No dia 11 de março de 1940, na região de Florianópolis, o presidente Getúlio Vargas inaugurou a Colônia Santa Teresa, destinada a recolher os leprosos do estado. O local era uma antiga fazenda e era localizada no interior do município de São José. Atualmente faz parte da área pertencente ao município de São Pedro de Alcântara.

Havia um pequeno comércio no interior da Colônia Santa Teresa. Nada saía sem controle oficial. Para o funcionamento do comércio era necessária uma forma de pagamento, e como não podia haver a circulação do dinheiro comum utilizado no resto do país, foi sugerida a fabricação de uma moeda paralela, somente para uso na Colônia. Essa ideia impedia que houvesse o manuseio do dinheiro comum, como uma forma preventiva para que a doença não se espalhasse facilmente causando danos à saúde dos residentes da região. Por isso, não é de se estranhar a existência de uma moeda própria. O pedido para que as moedas paralelas fossem cunhadas foi enviado para à Siderúrgica Eberle (muito conhecida pelos trabalhos com prataria), da cidade de Caxias do Sul, RS.


A EBERLE SA, era uma pequena funilaria, fundada em 02 de abril de 1896, por Abramo Eberle, para fabricar no início exclusivamente lamparinas. Em 1918, a empresa Abramo Eberle & Cia iniciou a fabricação de talheres, objetos de cutelaria e pertences para mesa. Entre 1923 e 1928, foi instalada a primeira forjaria, passando a produzir lâminas, espadas e botões de pressão. Por essa experiência, recebeu a encomenda para fabricação das moedas da C.S.T. As moedas foram cunhadas com valores faciais de 1000, 500, 300, 200 e 100 réis.
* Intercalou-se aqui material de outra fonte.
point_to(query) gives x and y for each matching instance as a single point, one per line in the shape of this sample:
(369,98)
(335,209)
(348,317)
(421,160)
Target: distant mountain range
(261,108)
No reverso, todas apresentam as iniciais C.S.T., com os pontos em ligeiro declive para a direita e o último ponto um pouco fora do padrão dos outros dois. A marca C.S.T. não foi batida de forma a deformar a face da moeda, porém muitas falsificações apresentam as iniciais visíveis na face.

A reforma monetária brasileira promovida pelo governo Vargas em de 05 de outubro de 1942 não afetou o comércio interno que continuou a utilizando as mesmas moedas com o padrão Mil Réis. Hoje, estas moedas são comercializadas, geralmente, em séries completas, com os cinco exemplares. Quando encontradas avulsas, são mais raras aquelas de 300 Réis, talvez por terem sido as mais utilizadas no interior do leprosário, exatamente o valor do ingresso no cinema.


Existiam vários leprosários e hospicios em todo o país, e era comum a utilização de uma moeda paralela em várias colonias iguais ao leprosário Santa Teresa.